Николай Фаддеевич, настороженно слушая Хмыкова, вдруг подумал, чем нагрето сиденье стула. В возбужденном его мозгу возникли два соблазнительных колена, белая кожа которых будто светилась изнутри розовым светом. Ноги, чуточку раздвинутые, изгиб спины, круто переходящий в оттопыренную... Тепло... Он зажмурился.

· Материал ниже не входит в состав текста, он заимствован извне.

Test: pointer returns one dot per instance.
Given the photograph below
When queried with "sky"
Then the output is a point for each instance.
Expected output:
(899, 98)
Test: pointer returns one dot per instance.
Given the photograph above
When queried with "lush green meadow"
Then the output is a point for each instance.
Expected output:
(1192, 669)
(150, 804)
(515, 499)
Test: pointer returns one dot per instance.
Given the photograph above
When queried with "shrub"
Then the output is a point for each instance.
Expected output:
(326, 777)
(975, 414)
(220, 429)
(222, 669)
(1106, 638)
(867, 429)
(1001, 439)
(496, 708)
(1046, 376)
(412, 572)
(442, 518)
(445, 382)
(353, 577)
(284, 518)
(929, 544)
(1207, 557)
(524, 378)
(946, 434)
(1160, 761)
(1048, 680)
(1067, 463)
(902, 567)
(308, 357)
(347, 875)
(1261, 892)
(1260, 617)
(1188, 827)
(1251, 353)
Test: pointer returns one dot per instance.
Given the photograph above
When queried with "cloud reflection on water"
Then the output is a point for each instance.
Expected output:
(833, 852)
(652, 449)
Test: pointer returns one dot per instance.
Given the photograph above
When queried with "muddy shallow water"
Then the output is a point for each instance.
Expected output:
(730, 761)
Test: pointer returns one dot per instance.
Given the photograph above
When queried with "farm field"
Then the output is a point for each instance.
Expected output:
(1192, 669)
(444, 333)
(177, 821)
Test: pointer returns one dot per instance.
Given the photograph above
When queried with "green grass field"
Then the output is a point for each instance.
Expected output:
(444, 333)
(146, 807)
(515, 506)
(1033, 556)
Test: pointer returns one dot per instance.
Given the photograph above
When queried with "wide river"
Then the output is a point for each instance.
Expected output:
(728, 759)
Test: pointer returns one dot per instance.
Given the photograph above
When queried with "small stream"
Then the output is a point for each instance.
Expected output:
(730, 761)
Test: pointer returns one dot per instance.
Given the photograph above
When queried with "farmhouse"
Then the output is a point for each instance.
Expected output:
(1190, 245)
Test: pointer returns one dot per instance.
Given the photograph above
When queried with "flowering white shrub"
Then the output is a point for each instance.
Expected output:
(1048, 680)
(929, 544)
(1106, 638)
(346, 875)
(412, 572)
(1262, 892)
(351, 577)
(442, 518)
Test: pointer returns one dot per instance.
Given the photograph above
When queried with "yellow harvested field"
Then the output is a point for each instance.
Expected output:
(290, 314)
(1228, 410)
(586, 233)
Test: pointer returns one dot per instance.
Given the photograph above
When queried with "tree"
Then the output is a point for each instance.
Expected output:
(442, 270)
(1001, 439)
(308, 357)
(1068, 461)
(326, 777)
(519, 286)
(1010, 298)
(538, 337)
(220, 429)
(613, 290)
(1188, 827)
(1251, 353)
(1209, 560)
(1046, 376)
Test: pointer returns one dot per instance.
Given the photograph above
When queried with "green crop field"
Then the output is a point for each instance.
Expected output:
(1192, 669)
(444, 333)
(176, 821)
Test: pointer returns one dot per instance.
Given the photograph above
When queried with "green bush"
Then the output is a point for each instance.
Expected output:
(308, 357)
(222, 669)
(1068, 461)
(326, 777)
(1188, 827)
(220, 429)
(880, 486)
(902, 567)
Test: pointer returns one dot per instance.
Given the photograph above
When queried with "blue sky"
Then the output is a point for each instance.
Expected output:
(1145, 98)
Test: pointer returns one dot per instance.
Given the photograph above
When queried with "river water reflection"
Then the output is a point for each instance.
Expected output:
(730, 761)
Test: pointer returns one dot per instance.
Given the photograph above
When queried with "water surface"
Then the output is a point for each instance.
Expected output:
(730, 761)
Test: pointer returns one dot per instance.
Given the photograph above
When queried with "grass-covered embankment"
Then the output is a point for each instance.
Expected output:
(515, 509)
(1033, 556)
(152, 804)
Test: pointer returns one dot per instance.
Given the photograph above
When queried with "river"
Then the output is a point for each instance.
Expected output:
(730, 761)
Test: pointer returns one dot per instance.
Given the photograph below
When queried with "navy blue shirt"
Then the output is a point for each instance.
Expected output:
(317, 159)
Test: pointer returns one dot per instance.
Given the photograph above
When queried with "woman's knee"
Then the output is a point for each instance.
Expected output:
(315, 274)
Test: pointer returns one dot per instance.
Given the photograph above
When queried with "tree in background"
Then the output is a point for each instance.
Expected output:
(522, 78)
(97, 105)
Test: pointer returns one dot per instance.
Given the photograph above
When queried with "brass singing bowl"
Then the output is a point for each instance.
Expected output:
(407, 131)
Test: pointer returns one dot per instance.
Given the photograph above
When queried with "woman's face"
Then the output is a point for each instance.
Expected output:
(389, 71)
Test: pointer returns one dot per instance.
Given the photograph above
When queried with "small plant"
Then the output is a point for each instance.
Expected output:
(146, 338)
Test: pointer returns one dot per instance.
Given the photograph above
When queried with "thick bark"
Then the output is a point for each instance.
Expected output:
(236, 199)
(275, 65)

– Что с вами, Николай Фаддеевич?
– неожиданно вернул его из грез к действительности голос Хмыкова. Вершиков машинально потер лицо ладонями и ответил уныло с болезненной хрипотцой в голосе:
– Кажется, я болен, Борис Семенович.
– Так идите домой, - Хмыков недовольно сдвинул чернильный прибор на край стола и наконец сел. И сразу как-то весь обмяк, даже морщины на его лице разгладились. Он провел в разные стороны ладонями по затянутой зеленым сукном столешнице, поерзал в Кресле, будто желая ощутить устойчивость своего положения и, уже успокаиваясь, заметил: - Больному вообще не нужно выходить на работу, от этого дело не выигрывает, а лишь страдает. Больной, вы можете завалить любое простенькое поручение, в то время как, будучи здоровым, сделаете в два раза больше и с лучшим результатом. Идите домой.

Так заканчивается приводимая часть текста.